**Importing Libraries**

In [1]:
import numpy as np

**Sigmoid Activation Function**

In [2]:
def sigmoid(x):
    return 1 / (1 + np.exp(-x))

**Derivative of Sigmoid Function**

In [3]:
def sigmoid_derivative(x):
    return x * (1 - x)

**Assumed Values**

In [4]:
x1, x2 = 0.2, 0.1
o1, o2 = 0.09, 0.01

**Storing weights in key-value pairs**

In [5]:
weights = {
    "w1": 0.5, "w2": 0.3, "w3": 0.1, "w4": 0.4,
    "w5": 0.7, "w6": 0.2, "w7": 0.4, "w8": 0.8
}

**Storing bias in key-value pairs**

In [6]:
biases = {
    "b1": 0.3,  # for hidden layer
    "b2": 0.5   # for output layer
}

**Initializing learning rate**

In [7]:
learning_rate = 0.1


**Calculating hidden layer activations**

In [8]:
h1_in = weights["w1"] * x1 + weights["w2"] * x2 + biases["b1"]
h2_in = weights["w3"] * x1 + weights["w4"] * x2 + biases["b1"]

h1_out = sigmoid(h1_in)
h2_out = sigmoid(h2_in)

**Calculating output layer activations**

In [9]:
o1_in = weights["w5"] * h1_out + weights["w6"] * h2_out + biases["b2"]
o2_in = weights["w7"] * h1_out + weights["w8"] * h2_out + biases["b2"]

o1_out = sigmoid(o1_in)
o2_out = sigmoid(o2_in)


**Using Mean Squared Error**

In [10]:
error = (1 / 2) * ((o1_out - o1) ** 2 + (o2_out - o2) ** 2)

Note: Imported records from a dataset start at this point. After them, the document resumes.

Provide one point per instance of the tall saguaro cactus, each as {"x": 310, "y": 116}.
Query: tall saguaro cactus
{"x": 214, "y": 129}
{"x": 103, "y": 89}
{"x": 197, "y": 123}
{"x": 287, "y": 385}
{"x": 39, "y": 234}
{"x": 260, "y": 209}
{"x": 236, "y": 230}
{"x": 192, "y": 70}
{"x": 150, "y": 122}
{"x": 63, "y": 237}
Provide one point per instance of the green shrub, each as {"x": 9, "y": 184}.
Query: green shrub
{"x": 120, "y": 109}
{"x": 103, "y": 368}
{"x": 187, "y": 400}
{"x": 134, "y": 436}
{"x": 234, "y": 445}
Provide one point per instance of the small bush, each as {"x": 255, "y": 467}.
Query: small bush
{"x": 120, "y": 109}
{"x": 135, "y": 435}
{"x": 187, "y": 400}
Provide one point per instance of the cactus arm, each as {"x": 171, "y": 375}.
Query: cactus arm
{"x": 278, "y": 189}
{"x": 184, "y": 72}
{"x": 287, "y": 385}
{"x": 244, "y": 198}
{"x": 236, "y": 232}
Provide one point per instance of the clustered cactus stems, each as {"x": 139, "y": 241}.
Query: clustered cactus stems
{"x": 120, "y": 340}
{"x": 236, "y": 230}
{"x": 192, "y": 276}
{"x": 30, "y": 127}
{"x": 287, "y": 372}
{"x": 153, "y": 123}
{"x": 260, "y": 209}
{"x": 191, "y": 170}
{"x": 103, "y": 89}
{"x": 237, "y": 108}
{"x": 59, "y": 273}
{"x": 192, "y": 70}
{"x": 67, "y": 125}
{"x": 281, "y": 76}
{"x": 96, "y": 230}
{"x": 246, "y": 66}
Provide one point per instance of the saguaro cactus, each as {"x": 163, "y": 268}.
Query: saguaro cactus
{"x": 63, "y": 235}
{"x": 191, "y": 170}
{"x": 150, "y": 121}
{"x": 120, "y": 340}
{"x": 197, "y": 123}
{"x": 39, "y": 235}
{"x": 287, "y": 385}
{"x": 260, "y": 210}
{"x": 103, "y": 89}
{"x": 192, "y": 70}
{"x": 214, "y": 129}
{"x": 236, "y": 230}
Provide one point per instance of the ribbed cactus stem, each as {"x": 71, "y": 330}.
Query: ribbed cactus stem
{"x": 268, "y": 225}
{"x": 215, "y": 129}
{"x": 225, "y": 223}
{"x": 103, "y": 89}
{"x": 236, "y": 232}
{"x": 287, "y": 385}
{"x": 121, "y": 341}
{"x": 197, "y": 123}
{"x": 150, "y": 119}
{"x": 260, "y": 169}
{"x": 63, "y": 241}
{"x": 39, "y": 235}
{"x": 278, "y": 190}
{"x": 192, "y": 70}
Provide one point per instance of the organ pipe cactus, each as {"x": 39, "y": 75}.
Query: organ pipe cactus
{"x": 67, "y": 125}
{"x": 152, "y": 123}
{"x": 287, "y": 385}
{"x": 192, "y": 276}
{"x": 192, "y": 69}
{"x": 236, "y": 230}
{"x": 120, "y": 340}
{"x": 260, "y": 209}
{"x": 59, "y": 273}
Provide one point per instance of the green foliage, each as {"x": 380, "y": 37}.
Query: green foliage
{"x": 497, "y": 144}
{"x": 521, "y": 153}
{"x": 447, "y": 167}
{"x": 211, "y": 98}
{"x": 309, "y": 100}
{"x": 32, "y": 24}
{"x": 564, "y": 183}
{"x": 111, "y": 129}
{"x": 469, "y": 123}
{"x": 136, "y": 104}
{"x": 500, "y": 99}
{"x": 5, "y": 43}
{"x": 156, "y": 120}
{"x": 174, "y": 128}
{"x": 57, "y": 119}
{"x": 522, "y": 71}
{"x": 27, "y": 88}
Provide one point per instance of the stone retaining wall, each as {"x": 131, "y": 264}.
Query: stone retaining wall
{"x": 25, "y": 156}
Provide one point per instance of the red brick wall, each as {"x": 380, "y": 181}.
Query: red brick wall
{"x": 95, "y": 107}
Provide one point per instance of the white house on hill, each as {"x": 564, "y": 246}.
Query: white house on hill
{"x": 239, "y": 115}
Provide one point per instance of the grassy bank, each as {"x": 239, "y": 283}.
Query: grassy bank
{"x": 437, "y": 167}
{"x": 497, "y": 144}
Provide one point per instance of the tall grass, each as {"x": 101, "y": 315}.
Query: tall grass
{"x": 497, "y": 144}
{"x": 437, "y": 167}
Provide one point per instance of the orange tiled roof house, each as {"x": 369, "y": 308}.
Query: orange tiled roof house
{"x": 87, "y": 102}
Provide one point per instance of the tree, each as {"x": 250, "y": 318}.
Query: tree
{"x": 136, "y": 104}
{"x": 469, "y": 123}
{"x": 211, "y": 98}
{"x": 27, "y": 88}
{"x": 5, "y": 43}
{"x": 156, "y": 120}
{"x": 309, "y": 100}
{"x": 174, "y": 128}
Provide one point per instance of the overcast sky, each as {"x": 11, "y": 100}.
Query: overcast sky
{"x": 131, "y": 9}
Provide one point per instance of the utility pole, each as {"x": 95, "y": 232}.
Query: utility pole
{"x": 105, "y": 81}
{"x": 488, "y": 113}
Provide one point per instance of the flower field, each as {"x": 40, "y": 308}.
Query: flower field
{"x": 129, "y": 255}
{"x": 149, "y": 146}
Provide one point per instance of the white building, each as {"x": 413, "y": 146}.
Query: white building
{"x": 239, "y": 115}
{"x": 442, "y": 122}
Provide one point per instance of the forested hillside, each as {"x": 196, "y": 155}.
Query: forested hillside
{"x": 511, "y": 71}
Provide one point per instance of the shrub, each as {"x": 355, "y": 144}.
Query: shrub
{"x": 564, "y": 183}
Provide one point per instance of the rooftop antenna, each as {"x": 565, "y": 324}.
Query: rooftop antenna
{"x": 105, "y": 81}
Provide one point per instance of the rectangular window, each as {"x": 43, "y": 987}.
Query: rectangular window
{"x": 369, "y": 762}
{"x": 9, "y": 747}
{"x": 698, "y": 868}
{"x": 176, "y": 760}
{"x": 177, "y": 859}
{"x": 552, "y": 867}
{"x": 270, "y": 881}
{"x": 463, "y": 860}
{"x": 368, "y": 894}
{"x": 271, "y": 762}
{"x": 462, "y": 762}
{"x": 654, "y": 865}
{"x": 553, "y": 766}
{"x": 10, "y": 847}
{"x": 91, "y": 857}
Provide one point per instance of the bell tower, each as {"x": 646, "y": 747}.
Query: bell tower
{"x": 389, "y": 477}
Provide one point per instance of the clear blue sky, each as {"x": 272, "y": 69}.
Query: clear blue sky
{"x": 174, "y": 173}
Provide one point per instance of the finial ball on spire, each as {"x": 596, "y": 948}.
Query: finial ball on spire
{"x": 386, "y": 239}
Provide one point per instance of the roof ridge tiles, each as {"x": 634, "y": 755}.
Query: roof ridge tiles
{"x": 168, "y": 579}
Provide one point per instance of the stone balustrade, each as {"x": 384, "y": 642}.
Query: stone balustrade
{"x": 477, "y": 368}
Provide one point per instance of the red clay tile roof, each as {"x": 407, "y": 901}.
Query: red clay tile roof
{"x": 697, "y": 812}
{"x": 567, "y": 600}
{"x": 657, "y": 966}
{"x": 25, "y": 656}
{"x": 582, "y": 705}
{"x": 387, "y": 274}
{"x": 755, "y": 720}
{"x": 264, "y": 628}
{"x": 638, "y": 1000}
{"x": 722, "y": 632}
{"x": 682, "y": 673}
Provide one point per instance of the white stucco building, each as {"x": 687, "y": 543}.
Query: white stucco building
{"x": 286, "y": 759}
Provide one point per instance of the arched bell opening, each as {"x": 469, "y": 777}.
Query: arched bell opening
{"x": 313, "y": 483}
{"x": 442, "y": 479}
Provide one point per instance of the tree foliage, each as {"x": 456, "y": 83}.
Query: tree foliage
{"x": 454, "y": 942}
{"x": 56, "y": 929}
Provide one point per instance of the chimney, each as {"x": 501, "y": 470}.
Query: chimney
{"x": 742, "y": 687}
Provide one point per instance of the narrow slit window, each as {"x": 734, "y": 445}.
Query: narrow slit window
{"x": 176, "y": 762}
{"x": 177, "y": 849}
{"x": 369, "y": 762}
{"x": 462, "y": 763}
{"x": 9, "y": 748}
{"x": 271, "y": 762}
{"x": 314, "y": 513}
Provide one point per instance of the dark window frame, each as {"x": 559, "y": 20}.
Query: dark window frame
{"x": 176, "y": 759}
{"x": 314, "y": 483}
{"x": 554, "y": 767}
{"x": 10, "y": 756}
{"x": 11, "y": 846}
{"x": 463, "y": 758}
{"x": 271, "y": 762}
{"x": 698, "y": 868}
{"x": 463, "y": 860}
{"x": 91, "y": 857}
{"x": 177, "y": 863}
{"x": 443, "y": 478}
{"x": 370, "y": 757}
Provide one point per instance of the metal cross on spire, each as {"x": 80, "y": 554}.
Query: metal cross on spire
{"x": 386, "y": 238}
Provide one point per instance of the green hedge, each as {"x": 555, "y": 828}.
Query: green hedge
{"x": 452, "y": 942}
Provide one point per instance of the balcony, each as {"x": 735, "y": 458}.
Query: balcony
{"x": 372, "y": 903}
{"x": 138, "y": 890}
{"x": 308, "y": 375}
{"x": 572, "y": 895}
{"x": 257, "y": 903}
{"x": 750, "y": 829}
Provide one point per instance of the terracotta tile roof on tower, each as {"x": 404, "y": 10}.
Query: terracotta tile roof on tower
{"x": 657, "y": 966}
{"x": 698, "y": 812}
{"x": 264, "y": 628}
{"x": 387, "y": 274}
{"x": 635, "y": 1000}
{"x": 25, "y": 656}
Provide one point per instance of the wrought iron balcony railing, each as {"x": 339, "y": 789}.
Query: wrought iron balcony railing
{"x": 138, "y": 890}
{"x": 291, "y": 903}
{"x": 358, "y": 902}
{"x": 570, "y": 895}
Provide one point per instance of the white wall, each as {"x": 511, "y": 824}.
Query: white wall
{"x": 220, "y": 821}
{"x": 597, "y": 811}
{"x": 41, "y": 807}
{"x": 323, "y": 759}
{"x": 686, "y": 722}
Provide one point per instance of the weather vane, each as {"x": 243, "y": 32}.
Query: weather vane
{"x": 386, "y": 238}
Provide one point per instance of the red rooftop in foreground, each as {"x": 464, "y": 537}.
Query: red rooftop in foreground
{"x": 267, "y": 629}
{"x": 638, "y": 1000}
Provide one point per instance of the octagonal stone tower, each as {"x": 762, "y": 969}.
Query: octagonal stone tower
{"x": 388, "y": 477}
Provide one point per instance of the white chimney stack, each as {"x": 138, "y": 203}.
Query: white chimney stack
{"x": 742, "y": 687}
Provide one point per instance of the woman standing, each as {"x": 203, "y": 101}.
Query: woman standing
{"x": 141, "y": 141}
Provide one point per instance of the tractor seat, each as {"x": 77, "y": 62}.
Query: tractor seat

**Back Propagation Starts**

In [11]:
error_o1 = o1_out - o1
error_o2 = o2_out - o2

**Output layer gradients**

In [12]:
dE_dw5 = error_o1 * sigmoid_derivative(o1_out) * h1_out
dE_dw6 = error_o1 * sigmoid_derivative(o1_out) * h2_out
dE_dw7 = error_o2 * sigmoid_derivative(o2_out) * h1_out
dE_dw8 = error_o2 * sigmoid_derivative(o2_out) * h2_out

**Update weights for the output layer**

In [13]:
weights["w5"] -= learning_rate * dE_dw5
weights["w6"] -= learning_rate * dE_dw6
weights["w7"] -= learning_rate * dE_dw7
weights["w8"] -= learning_rate * dE_dw8

**Hidden Layer gradients for weights w1,w2,w3,w4**

In [14]:
dE_dh1_out = (error_o1 * sigmoid_derivative(o1_out) * weights["w5"] +
              error_o2 * sigmoid_derivative(o2_out) * weights["w7"])
dE_dh2_out = (error_o1 * sigmoid_derivative(o1_out) * weights["w6"] +
              error_o2 * sigmoid_derivative(o2_out) * weights["w8"])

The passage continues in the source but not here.